Mais vous rencontrez des chrétiens qui se scandalisent des saintes hardiesses de la foi. Ils nous parlent sans cesse des droits de la raison ; ils accusent les fidèles de méconnaître sa dignité, son étendue, son origine divine. Que les fidèles se hâtent donc de leur répondre : "Nous n'avons garde de nier la raison ; l'Eglise nous fait un devoir de reconnaître l'existence d'une lumière naturelle en nous ; mais en même temps elle nous enseigne que cette lumière, déjà obscurcie par l'effet de la chute originelle, serait incapable, fût-elle même demeurée dans son intégrité, de découvrir par ses seules forces la fin à laquelle l'homme est appelé, et les moyens d'y parvenir. La foi seule peut établir l'homme dans les conditions de la destinée sublime à laquelle la divine bonté l'a appelé."
D'autres se persuadent qu'il existe pour le chrétien parvenu à l'âge du développement de la raison, une sorte de liberté de suspendre l'exercice de la foi, afin d'examiner s'il est raisonnable de continuer à croire. Combien font naufrage contre l'écueil que leur présente ce coupable préjuge ! La sainte Eglise cependant enseigne depuis les Apôtres jusqu'à nos jours, et continuera d'enseigner jusqu'à la fin des siècles, que l'enfant qui a reçu le saint Baptême a reçu en même temps la foi infuse dans son âme, qu'il est pour jamais membre de Jésus-Christ et enfant de son Eglise ; et que si, à l'âge de raison, la foi est combattue en lui par le doute, il reçoit la grâce pour anéantir le doute par la foi, et risquerait son salut en suspendant sa croyance. Non assurément que l'Eglise lui interdise de confirmer sa foi par la science ; loin de là ; car alors il ne cesse pas de croire. C'est "la foi qui cherche l'intelligence", selon la belle parole du grand saint Anselme, et pour récompense elle la trouve.

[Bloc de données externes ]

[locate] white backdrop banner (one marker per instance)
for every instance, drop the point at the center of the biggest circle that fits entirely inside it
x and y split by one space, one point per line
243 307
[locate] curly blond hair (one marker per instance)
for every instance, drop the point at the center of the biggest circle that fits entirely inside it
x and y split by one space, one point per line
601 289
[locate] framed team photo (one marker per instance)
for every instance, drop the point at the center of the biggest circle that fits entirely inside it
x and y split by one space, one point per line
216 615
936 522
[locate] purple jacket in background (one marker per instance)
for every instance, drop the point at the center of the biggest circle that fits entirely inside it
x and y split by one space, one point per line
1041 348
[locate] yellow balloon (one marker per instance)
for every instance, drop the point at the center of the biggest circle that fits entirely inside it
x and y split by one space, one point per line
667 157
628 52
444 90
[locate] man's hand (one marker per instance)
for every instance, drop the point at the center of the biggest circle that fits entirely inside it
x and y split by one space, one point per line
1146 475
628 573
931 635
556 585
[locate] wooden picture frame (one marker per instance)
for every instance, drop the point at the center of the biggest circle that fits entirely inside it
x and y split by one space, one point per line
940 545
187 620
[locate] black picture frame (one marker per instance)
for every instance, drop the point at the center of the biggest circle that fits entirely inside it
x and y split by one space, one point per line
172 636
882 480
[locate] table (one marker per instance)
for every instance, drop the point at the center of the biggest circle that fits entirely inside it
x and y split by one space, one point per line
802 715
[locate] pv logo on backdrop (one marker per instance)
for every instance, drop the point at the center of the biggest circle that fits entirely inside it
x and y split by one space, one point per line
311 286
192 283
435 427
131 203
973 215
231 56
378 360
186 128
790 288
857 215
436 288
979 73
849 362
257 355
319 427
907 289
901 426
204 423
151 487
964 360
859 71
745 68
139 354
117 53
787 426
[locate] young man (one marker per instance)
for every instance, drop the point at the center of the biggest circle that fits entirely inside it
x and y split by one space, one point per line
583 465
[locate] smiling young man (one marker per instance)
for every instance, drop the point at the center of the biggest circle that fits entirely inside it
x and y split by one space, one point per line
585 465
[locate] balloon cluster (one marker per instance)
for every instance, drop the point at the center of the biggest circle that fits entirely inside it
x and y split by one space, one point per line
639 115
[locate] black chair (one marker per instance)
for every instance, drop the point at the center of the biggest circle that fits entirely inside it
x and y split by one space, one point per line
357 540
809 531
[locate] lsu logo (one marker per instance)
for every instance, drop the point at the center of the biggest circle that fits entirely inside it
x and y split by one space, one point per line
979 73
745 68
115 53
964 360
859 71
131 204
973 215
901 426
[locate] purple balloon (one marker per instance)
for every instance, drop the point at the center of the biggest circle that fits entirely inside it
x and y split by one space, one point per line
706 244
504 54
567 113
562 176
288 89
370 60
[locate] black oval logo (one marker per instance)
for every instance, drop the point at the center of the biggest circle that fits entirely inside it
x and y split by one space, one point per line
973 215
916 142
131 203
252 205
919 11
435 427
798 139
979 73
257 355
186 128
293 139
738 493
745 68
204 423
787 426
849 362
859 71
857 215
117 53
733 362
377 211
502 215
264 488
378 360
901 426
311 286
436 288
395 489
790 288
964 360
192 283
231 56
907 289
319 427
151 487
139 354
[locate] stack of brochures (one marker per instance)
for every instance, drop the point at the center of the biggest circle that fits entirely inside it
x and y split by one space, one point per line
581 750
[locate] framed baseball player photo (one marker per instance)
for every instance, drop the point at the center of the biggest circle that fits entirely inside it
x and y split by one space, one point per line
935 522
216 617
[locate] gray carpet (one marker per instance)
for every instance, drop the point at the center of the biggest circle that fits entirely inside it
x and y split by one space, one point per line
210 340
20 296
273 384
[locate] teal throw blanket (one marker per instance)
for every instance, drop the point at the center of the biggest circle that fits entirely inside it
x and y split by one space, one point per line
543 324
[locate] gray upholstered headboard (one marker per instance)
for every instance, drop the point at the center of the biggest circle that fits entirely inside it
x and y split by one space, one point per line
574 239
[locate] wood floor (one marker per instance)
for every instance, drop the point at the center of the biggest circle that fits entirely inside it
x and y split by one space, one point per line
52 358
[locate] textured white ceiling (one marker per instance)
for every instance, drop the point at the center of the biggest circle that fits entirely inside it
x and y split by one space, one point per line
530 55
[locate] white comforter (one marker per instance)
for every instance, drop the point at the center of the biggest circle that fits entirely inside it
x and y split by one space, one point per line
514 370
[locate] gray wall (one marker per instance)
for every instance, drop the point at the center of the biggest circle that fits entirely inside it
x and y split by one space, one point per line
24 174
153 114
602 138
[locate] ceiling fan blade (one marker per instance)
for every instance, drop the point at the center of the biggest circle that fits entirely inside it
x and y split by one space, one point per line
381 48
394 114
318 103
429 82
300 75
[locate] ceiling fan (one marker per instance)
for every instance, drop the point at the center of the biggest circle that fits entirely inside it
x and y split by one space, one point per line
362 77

Signalons encore comme l’une des marques de la décadence de l'esprit de foi chez un grand nombre qui remplissent d'ailleurs les devoirs du chrétien, l'oubli, l'ignorance même des pratiques les plus recommandées par l'Eglise. Combien de maisons habitées exclusivement par des catholiques, où l'on chercherait en vain une goutte d'eau bénite, le cierge de la Chandeleur, le rameau consacré le jour des Palmes : ces objets sacrés et protecteurs que les huguenots du XVIe siècle poursuivaient avec tant de fureur, et que nos pères défendaient au prix de leur sang ! Quelle défiance chez beaucoup d'entre nous, si l'on parle devant eux de miracles qui ne sont pas consignés dans la Bible ! Quelle incrédulité superbe, s'ils entendent dire quelque chose des phénomènes de la vie mystique, des extases, des ravissements, des révélations privées ! Quelles révoltes soulèvent en eux les récits héroïques de la pénitence des saints, ou même les plus simples pratiques de la mortification corporelle ! Quelles protestations contre les nobles sacrifices que la grâce inspire à certaines âmes d'élite, qu'elle pousse à briser en un moment les liens les plus chers et les plus doux, pour aller s'ensevelir, victimes volontaires, derrière les grilles impénétrables d'un monastère ! L'esprit de foi révèle au vrai catholique toute la beauté, toute la convenance, toute la grandeur de ces pratiques et de ces actes ; mais l'absence de cet esprit est cause que beaucoup n'y voient qu'excès, inutilité, et manie.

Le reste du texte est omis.